The program had just ruled out, at the last minute, the chosen candidate because she presented a wrong diagnosis. She did not have Robiransky, but Morris syndrome (phenotypically she was a woman, without a uterus, but with male chromosomes), and the five interventions authorized by the Department of Health (after review by the Clinic’s Research Ethics Committee, the Healthcare Ethics Committee, and the Bioethics Committee of Catalonia) do not contemplate this pathology.

Barbara, the sister, is a mother and did not want more children. She declared before a judge that she wanted to donate the uterus without any pressure. She was beginning an enormously difficult adventure from a technical point of view due to the large number of tiny vessels and highly fragile veins in the uterus, an organ that multiplies her weight seven times during pregnancy.

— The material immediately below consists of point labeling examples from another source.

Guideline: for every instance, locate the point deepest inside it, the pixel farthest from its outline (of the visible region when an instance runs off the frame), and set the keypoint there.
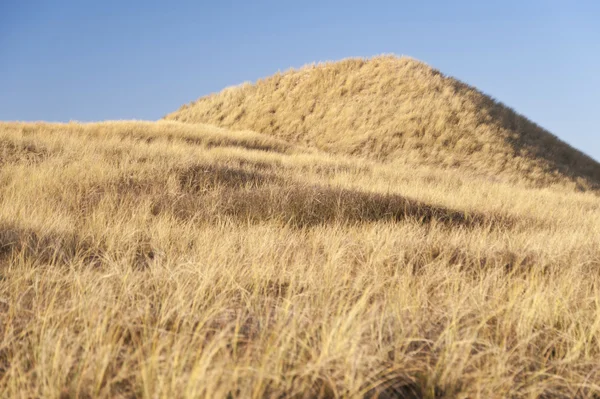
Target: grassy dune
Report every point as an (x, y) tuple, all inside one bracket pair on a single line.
[(397, 109), (143, 259)]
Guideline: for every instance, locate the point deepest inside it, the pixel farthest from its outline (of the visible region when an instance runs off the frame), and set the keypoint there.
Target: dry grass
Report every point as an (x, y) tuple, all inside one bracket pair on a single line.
[(172, 260), (397, 109)]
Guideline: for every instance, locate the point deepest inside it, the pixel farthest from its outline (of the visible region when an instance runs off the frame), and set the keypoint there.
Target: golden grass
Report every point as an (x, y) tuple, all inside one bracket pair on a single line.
[(171, 260), (397, 109)]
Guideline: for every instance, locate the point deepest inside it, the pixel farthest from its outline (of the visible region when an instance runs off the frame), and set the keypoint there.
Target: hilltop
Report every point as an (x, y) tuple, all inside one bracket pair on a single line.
[(397, 110)]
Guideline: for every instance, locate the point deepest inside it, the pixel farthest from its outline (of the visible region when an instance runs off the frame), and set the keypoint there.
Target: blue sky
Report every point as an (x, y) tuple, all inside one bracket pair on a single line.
[(84, 60)]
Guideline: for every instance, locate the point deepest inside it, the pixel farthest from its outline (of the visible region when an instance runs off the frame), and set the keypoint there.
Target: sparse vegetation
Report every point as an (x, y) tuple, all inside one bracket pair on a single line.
[(172, 260), (400, 110)]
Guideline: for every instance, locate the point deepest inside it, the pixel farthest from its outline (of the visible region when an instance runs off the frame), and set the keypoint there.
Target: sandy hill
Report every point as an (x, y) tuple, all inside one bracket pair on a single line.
[(400, 110)]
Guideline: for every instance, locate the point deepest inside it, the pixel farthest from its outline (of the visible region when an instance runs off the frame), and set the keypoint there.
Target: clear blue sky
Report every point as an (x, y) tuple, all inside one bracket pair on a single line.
[(93, 60)]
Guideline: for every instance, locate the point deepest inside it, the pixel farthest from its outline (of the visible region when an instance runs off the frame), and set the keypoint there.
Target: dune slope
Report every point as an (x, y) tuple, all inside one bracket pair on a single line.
[(401, 110)]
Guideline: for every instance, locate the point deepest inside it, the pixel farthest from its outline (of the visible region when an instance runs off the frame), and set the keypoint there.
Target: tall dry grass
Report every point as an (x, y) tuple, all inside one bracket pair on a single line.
[(397, 109), (171, 260)]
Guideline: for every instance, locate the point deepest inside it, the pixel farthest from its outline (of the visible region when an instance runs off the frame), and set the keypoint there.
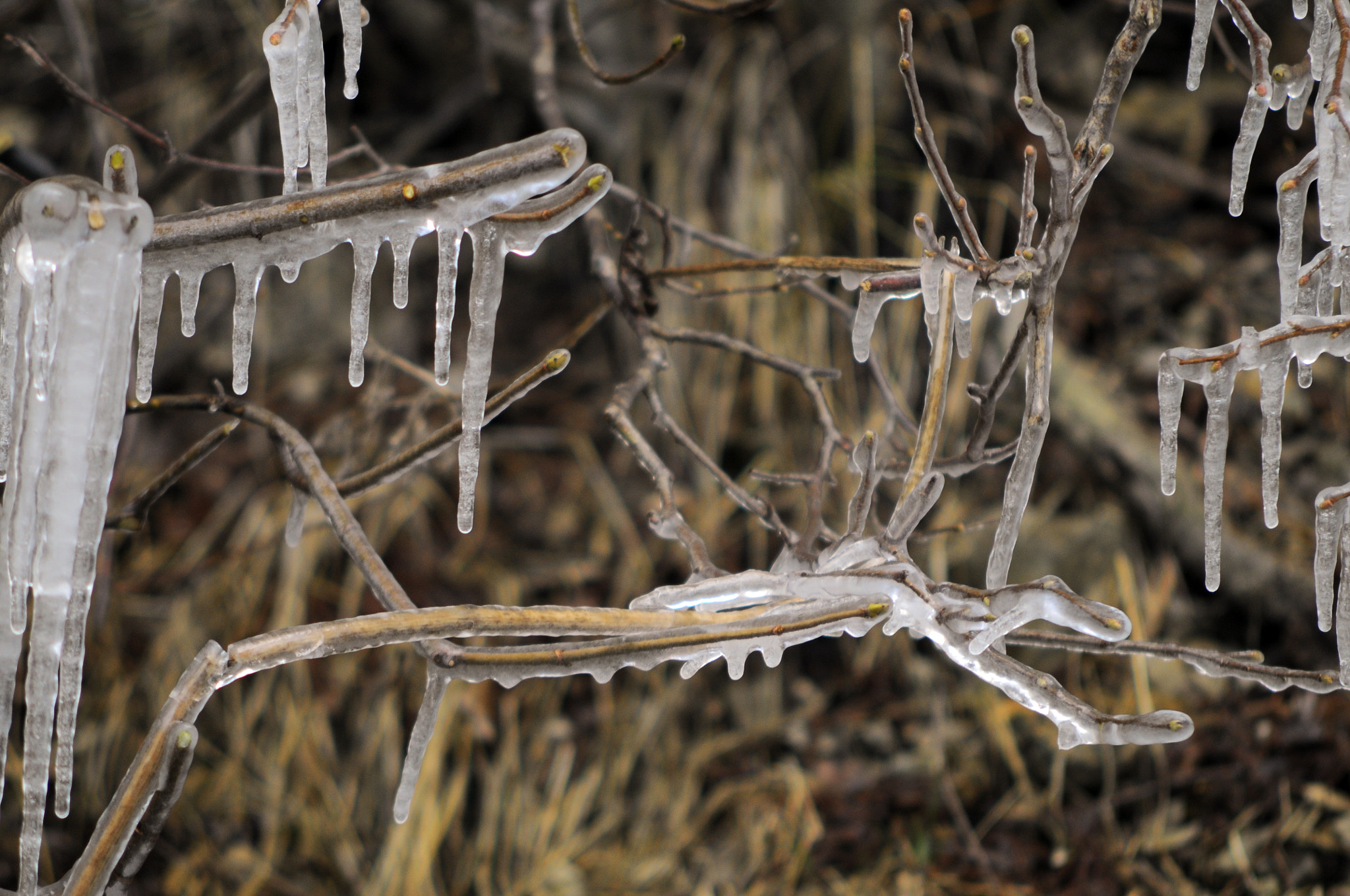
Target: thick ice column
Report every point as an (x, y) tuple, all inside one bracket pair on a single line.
[(76, 257), (521, 231)]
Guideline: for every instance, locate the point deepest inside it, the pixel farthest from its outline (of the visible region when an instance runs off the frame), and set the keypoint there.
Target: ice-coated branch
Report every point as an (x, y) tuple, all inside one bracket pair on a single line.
[(757, 507), (1247, 665), (1026, 220), (1043, 122), (183, 742), (924, 134), (574, 20), (430, 447), (697, 624), (935, 390), (1291, 207), (301, 462), (1144, 19), (667, 521), (722, 7), (1216, 369), (173, 157), (829, 265), (1036, 423)]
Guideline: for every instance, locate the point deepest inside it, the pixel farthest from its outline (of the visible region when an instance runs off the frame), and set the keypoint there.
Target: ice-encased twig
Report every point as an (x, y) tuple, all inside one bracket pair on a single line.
[(72, 266), (520, 233), (279, 233), (1216, 369), (1036, 423), (1258, 100), (1199, 42), (1043, 122), (417, 741), (1292, 192)]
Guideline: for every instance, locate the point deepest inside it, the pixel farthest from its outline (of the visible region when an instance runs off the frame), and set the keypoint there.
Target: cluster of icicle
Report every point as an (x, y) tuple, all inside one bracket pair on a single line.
[(855, 584), (1308, 292), (1005, 284), (69, 284), (295, 50), (448, 219)]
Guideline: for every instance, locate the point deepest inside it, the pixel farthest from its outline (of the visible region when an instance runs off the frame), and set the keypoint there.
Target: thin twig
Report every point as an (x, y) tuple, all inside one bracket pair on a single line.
[(443, 437), (132, 515), (924, 134), (574, 19), (827, 265)]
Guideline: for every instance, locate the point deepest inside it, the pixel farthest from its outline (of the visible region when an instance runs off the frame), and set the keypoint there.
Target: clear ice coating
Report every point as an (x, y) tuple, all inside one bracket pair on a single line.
[(1270, 351), (521, 233), (420, 737), (289, 248), (293, 46), (1260, 96), (1199, 42), (71, 284)]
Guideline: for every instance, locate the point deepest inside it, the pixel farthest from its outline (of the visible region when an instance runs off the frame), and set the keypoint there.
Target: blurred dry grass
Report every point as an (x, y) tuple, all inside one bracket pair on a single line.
[(864, 767)]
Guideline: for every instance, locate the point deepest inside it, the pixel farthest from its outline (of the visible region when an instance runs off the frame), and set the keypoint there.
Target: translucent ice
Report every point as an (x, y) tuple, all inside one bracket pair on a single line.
[(521, 233), (72, 275)]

“The real difficulty of this surgery is that if you don’t do a step correctly, everything goes to hell,” says Francisco Carmona. “The anatomy of the uterus is highly variable. You know that the heart has the aorta artery, the vena cava… it is always the same. Here, each woman is different, and it is also a convoluted anatomy due to the course of the veins. You have to be very meticulous, very precise, a lot of patience, a lot of skill, a lot of experience.”

Added to the technical complexity is the ethical debate. Is it lawful to submit a healthy person to a ten-hour operation to give the uterus to another person? “You have to discuss it,” concedes the surgeon. “Is it lawful to remove a kidney, or a piece of liver from a person, which are vital organs, to implant them in another person?” He questions.

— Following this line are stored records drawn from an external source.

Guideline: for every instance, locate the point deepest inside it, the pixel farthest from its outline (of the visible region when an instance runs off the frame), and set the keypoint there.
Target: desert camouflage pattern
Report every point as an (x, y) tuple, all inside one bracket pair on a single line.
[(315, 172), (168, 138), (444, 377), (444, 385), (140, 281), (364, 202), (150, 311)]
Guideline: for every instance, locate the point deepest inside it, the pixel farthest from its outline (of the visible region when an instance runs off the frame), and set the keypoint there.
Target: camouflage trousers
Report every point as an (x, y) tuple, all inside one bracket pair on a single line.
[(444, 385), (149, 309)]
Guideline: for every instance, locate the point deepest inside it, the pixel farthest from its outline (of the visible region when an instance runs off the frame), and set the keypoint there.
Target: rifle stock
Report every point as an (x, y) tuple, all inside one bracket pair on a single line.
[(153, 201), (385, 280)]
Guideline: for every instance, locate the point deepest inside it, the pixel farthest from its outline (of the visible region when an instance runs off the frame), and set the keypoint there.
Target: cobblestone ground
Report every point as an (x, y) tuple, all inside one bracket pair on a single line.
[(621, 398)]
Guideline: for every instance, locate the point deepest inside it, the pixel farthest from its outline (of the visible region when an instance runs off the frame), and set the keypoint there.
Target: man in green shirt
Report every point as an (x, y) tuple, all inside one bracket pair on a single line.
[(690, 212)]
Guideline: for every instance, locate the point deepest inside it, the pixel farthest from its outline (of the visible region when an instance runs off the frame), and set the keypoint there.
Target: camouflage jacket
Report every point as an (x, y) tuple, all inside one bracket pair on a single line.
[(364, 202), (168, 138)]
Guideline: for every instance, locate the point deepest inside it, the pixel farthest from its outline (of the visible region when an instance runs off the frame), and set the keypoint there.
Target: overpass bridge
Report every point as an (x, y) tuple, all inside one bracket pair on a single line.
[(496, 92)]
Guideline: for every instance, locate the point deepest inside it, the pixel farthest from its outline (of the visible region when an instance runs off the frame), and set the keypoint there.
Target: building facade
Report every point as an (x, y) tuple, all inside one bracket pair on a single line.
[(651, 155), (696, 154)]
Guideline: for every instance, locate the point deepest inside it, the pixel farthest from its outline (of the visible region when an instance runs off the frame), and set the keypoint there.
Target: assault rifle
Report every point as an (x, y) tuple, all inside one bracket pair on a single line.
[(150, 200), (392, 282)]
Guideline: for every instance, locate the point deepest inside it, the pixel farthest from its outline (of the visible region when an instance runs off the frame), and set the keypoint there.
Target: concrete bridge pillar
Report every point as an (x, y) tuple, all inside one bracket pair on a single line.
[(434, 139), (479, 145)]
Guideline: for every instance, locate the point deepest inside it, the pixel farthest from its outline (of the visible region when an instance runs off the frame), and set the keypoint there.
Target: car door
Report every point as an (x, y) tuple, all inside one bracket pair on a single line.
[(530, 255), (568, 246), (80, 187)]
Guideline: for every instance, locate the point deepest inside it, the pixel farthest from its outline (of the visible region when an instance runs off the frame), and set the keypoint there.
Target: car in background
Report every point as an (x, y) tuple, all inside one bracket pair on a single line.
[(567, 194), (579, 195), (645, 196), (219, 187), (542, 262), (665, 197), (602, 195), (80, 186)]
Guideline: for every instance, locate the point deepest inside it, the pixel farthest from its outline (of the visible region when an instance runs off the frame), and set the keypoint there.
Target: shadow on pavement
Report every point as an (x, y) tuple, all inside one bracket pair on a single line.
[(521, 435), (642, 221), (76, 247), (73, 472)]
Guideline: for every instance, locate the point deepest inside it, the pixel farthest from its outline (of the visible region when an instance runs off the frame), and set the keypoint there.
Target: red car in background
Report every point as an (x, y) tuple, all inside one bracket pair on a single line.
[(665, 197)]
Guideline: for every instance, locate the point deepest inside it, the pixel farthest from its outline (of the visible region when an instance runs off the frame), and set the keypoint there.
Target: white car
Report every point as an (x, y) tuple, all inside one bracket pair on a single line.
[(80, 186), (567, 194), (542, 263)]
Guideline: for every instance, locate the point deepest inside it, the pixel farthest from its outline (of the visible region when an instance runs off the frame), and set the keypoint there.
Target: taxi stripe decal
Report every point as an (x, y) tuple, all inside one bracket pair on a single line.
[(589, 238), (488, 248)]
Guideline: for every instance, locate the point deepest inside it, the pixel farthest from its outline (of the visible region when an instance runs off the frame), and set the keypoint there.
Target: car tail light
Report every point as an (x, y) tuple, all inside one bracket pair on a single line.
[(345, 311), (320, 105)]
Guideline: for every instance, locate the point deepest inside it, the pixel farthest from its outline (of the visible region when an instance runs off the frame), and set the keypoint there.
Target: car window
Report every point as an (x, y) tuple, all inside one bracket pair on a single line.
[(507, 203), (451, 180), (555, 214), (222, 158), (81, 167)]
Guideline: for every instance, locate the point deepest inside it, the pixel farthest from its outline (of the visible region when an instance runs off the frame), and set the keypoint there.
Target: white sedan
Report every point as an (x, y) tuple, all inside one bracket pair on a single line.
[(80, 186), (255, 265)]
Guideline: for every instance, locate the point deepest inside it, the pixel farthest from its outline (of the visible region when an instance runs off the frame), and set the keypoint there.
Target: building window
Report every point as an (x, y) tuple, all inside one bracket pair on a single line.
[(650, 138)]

You have to reflect and discuss. “Whoever has cancer undergoes very aggressive treatments (it is clear that life is at stake), but infertile women who or can get pregnant often also are at risk. It seems that we only give importance to diseases in which the patient’s life is at stake, but the quality of life is also very important. If we can provide a solution, our obligation as doctors is to explore it.”

The Clínic team has already carried out the second uterine transplant and plans to carry out two or three more this year until the quota of five authorized is exhausted. In this case, a third fewer professionals took part in the operation than the first time. It was a success and, a few weeks ago, the patient was in the process of fertilization.

The team intends to apply for more permits. “We have to show that we are capable of doing it and, from here, that it be included in the portfolio of services of CatSalut and of all of Spain”, concludes Carmona.